A latte stone pillar (also called a taga stone) is a two-piece structure consisting of a base (haligi) and hemispherical cap (tasa), with the flat side turned upwards. It is believed that the prehistoric latte stone pillars were used as housing foundations for the indigenous culture of the Marianas. The homes sat on top of two parallel rows of the pillars, and the Chamorro, or their ancestors, buried their dead between the rows. The stones pre-date any retained oral history of the Chamorro, who cite the original source of the stones as the "taotaomona" (before time people). The exact age of the stones has not been determined, but some are believed to date back to at least 845 AD. Carbon dating places the indigenous population as far back as 3,000 BC.
==The quarry==
The Rota quarry is the site of the largest unearthed latte stones in the Marianas. Nine haligi and seven tasa have been found there.

Some of the abandoned megaliths would stand approximately 25 ft high if the haligi had been topped with tasa and erected upright. The tasa at the quarry measure approximately 7 ft across and 5 ft high. The stones are unfinished, and there is no record or indication of why the site was suddenly abandoned.

==Theories==
Theories have been put forward regarding the methods of quarrying, transporting and erecting the latte stones, but nothing has been scientifically proven.
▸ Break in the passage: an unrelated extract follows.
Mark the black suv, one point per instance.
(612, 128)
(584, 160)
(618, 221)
When upright, the megaliths from Rota Latte Stone Quarry would be per 0.5 m taller than the tallest existing latte stones at the House of Taga in Tinian Island. This might be indicative of competition between different groups, striving to build the most impressive sets of latte stones.

Legend credits the origin of the quarry to a mythological chief named Taga, who quarried the stones at Rota before abandoning the site and later erecting the House of Taga on Tinian. A different legend tells of ghosts carrying the stones.